California Trade Schools Train New Generation of Aircraft Mechanics
With 160 working airports from San Diego to the Oregon border, California-based aircraft mechanics stay busy. According to the U.S. Bureau of Labor Statistics (BLS), job openings for graduates of airframe and powerplant technical schools will be excellent in the coming years. The best job opportunities for mechanics and technicians will be in general aviation, at small commuter and regional airlines, and at FAA repair stations. California aircraft mechanic trade schools offer a direct path into this rewarding vocation.

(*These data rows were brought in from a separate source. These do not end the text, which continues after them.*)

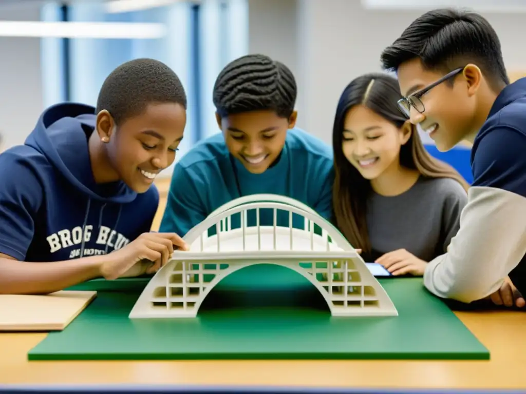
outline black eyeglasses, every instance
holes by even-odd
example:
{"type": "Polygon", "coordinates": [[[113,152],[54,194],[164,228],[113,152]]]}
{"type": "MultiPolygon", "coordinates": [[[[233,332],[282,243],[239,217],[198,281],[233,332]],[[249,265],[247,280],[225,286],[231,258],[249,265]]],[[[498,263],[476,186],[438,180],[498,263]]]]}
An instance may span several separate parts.
{"type": "Polygon", "coordinates": [[[456,70],[453,70],[451,72],[447,74],[438,81],[433,82],[432,84],[426,86],[423,89],[418,90],[408,97],[404,97],[403,98],[400,99],[398,101],[398,109],[399,109],[400,112],[402,112],[402,113],[403,113],[408,119],[409,119],[411,116],[411,107],[417,110],[420,113],[422,113],[426,110],[426,108],[424,107],[424,103],[422,102],[422,100],[420,99],[420,98],[435,86],[440,85],[444,81],[447,81],[448,79],[453,78],[457,74],[460,74],[460,72],[463,71],[463,70],[464,67],[461,67],[460,68],[457,68],[456,70]]]}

Aircraft trade school programs offer comprehensive training in the mechanical, hydraulic, and electrical systems that keep planes flying in safety. Prospective students should ensure that their degree programs are approved by the Federal Aviation Administration (FAA), which sets educational standards and work-place requirements.
At your technical school, you can expect to learn math and science applications for aviation, engine powerplant maintenance and repair, sheet metal procedures, pneumatic and hydraulic system maintenance, reciprocating, turbine and propeller systems, and airframe electrical systems.
FAA standards require certified mechanic trade schools to offer at least 900 actual class hours, although coursework can be completed in as little as 18 months. The BLS reports that mechanics and technicians held 142,000 jobs in 2004. Several thousand baby boomer mechanics will retire from the industry over the next few years, creating job openings across the country.
California, with its abundance of small- and medium-sized airports along with major international flight hubs, consistently offers technical airframe and powerplant maintenance jobs across a wide spectrum. Constant advancements in aircraft systems and computer technology make trade school training a real advantage in the workplace.
FAA-Approved Trade Schools Offer Experience Incentives
California-based airplane mechanic trade schools offer programs that prepare students to pass the FAA certification examination. While the FAA requires a minimum of 18 months' work experience to qualify for certification, graduation from an FAA-approved technical school can often serve as a substitute.
According to Salary.com, an Oakland, California-based airplane mechanic or technician can earn a starting annual salary between $38,981 and $66,877.
The BLS reports that many flight line mechanics gain on-the-job experience that lead to advancement to supervisory and higher-paid administrative positions. Crew chief, shop supervisor, and lead inspector roles can be well-compensated, highly respected roles in the vocation.